The title of the exhibition sprung from Elizabeth Alexander’s 2004 book of essays, “The Black Interior,” referring in part to spaces in the home arranged with precious objects by the family matriarch. “This ‘portrait of an unlikely space’ struck me for its potential double meaning,” Orgeman said, “referring to Mickalene’s creation of this fictive environment but also the use of the museum to highlight the importance of Black life. This is unusual for a place like Yale.”
Thomas, who acknowledged the university’s troubled history of marginalizing Black people and also its impact on her development as a young artist, thinks Yale is ready. “As an institution,” she said, “they are opening themselves for conversation and critique.”
As one of their star alums, she is part of that change.
The collectors Bernard Lumpkin and Carmine D. Boccuzzi, Jr, also Yale graduates, recently endowed an annual scholarship named in Thomas’s honor for an incoming Yale M.F.A. student, whom the artist has committed to mentor. This semester, Thomas is the first visiting artist at NXTHVN, a fellowship program co-founded by the Yale M.F.A. alum Titus Kaphar in New Haven, where Thomas will do studio visits and workshops with resident artists and high school apprentices.
She’s part of a lineage of Black artists giving back, Lumpkin said, pointing also to Derrick Adams, Kehinde Wiley and Mark Bradford, who have formed mentoring organizations, “using their success and visibility to create opportunities for other artists and ensure seats at the table.”
At Pratt Institute in Brooklyn, where Thomas attended undergrad, she and the school’s chair, Jane South, founded Pratt>FORWARD in 2021 to give emerging artists professional development and peer advice. “Everyone that comes into the program, whether they are a mentee or art professional, becomes part of the network and support system — another family tree,” said Thomas. (The open call starts this month for the program’s third edition, which will take place in March 2024 at 4 World Trade Center in collaboration with Silver Art Projects.)

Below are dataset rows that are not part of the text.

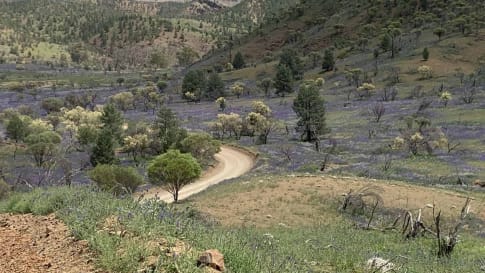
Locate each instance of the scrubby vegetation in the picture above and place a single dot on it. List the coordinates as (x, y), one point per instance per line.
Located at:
(114, 94)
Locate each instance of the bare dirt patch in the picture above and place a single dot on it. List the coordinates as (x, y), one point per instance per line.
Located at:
(41, 244)
(300, 201)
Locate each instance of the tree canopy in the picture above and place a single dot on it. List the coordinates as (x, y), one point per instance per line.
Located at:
(173, 170)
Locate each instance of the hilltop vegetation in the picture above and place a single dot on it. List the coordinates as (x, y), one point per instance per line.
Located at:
(331, 95)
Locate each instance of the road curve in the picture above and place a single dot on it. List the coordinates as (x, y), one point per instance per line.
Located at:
(232, 163)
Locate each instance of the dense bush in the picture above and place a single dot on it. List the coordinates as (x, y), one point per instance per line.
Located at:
(116, 179)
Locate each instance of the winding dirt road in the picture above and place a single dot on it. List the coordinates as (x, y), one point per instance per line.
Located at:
(232, 163)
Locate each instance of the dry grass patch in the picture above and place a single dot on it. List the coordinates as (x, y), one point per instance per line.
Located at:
(304, 201)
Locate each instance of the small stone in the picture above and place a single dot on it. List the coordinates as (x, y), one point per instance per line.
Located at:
(213, 259)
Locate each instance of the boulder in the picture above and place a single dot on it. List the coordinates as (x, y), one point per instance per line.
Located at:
(213, 259)
(380, 265)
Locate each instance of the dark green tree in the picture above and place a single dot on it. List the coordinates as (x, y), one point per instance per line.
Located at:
(328, 60)
(439, 31)
(17, 129)
(104, 150)
(283, 81)
(52, 105)
(290, 59)
(43, 146)
(309, 106)
(186, 56)
(215, 87)
(194, 82)
(173, 170)
(238, 61)
(112, 121)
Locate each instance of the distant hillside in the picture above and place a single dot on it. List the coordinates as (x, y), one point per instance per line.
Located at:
(349, 25)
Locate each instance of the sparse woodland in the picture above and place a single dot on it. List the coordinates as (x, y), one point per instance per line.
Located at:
(100, 100)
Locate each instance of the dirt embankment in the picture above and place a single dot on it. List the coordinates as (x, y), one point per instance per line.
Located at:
(41, 244)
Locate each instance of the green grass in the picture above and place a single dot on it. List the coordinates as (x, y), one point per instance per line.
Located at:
(336, 247)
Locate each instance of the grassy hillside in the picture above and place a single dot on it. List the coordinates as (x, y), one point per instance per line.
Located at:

For Mary Enoch Elizabeth Baxter, one of 10 artists selected for last year’s edition of Pratt>FORWARD, the support came at a critical moment when she was being offered a solo show at the Brooklyn Museum. As a formerly incarcerated artist who is largely self-taught, “I have a lot that I’m contending with, trying to find exactly where I belong in the art world,” Baxter said. “Having Mickalene help guide me has been a gift.”
Thomas has included Baxter in the Yale exhibition. In “Consecration to Mary,” Baxter has taken two 1882 photographs by the artist Thomas Eakins that exploit a young Black girl posed naked and inserted herself in the images as a protectress shielding the child.
“I’m from North Philadelphia and Mickalene’s from Camden — two under-resourced communities — and we have a similar background of resiliency in the face of immeasurable odds,” Baxter said. “I think that helps us feel like home to each other.”
Mickalene Thomas / Portrait of an Unlikely Space
Sept. 8-Jan. 7, 2024, Yale University Art Gallery, 1111 Chapel Street, New Haven, Conn., 203-432-0601; artgallery.yale.edu.